I’ve recently begun making a cautious return to seeing live music again, and I’ve come to realize something I guess I never cared enough to think about before: the encore is ridiculous. At this point, maybe we should just collectively admit that and do away with it. I’m not saying doing an encore was never a cool idea. I like to imagine a simpler time when it was an actual, authentic gesture only granted to crowds who cheered hard enough. Just end the show and then fuck off. The people who leave prior to the encore will find a new excuse to leave early. There’s always an excuse.
You bastards who perform live every week: are you still doing encores? Is it kabuki theater?
You’re not going to make Crocs cool. I somehow got subscribed to a ridiculously overpriced MAN’S MAN clothing and apparel site (Huckberry – the name says it all) not too long ago. Their copywriters breathlessly oversell everything, but this one really made me chuckle.

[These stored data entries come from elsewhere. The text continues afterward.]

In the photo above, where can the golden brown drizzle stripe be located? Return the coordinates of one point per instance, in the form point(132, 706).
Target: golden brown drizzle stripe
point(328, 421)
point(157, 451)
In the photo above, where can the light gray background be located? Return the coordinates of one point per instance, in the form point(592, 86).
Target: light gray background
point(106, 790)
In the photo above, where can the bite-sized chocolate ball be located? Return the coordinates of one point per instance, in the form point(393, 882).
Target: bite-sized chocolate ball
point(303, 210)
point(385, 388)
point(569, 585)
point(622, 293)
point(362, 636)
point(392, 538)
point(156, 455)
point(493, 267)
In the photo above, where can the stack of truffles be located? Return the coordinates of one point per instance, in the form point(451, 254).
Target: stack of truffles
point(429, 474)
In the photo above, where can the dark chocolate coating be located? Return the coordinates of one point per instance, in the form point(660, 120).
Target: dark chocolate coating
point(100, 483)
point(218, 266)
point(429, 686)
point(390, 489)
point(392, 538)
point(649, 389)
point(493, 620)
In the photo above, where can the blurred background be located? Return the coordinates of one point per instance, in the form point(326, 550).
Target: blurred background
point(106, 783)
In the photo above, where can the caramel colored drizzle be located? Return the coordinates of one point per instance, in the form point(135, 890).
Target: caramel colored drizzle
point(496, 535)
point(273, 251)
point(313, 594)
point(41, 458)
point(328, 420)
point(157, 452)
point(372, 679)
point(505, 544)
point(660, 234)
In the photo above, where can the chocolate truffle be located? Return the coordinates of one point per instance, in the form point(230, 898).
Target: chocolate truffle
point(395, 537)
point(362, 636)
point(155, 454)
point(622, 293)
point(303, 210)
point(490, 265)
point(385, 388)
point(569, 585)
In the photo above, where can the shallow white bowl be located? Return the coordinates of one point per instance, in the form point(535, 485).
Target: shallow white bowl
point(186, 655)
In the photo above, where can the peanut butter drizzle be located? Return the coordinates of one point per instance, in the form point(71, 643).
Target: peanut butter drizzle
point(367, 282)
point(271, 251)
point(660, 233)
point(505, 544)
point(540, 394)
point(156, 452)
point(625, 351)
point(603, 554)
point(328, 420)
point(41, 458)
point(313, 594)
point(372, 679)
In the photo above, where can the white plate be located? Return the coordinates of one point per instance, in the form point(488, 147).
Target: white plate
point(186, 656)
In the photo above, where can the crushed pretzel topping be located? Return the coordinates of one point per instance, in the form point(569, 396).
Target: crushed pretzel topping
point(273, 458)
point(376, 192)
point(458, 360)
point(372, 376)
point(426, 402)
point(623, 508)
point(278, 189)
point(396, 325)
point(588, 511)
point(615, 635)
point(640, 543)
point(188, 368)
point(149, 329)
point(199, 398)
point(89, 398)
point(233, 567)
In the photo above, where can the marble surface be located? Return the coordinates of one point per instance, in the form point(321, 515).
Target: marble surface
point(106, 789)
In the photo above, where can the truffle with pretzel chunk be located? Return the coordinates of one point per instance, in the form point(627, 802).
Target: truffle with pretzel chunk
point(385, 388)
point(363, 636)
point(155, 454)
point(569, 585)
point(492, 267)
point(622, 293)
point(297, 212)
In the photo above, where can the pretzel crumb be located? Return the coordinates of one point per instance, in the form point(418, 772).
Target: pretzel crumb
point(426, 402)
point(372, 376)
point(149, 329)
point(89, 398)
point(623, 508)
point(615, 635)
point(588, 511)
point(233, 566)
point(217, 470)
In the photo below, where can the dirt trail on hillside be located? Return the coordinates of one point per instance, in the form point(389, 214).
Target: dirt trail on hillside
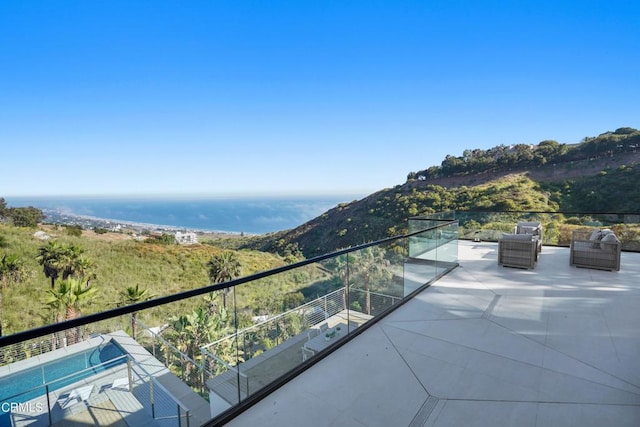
point(551, 172)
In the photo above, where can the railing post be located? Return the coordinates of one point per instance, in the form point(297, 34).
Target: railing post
point(129, 374)
point(46, 389)
point(153, 408)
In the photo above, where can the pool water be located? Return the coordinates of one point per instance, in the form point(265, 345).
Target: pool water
point(29, 383)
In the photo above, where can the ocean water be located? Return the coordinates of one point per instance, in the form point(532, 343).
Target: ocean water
point(236, 215)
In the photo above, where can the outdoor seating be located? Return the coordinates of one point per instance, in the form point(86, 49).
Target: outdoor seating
point(599, 249)
point(530, 227)
point(76, 395)
point(518, 250)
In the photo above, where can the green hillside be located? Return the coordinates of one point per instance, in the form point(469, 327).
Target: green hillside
point(597, 175)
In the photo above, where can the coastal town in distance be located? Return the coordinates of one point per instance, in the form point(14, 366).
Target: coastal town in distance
point(134, 229)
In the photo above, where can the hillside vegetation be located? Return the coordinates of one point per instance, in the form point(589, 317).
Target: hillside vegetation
point(119, 263)
point(597, 175)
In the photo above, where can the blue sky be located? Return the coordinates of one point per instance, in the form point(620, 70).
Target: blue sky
point(297, 97)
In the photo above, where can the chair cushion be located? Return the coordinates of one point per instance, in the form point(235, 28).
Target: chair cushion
point(522, 237)
point(609, 238)
point(595, 235)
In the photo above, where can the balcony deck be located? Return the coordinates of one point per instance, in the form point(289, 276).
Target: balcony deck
point(484, 346)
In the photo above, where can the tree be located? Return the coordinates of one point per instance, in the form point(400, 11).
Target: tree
point(70, 297)
point(133, 295)
point(223, 268)
point(11, 271)
point(371, 265)
point(24, 217)
point(49, 257)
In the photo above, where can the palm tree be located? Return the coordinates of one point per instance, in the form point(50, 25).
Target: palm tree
point(50, 257)
point(66, 261)
point(223, 268)
point(133, 295)
point(11, 271)
point(71, 296)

Crocs are the shoes that can bring everyone together—from the creative directors we follow for style tips, to our parents, to our buddy who’s really into bowhunting. Over the past couple years, their unreasonably comfy slip-ons have floated into our everyday footwear rotations and aren’t leaving anytime soon. Which is why we’ve been looking forward to their new batch of near-weightless clogs outfitted for the colder months with all-terrain soles, cozy sherpa linings, and Realtree and Mossy Oak camo.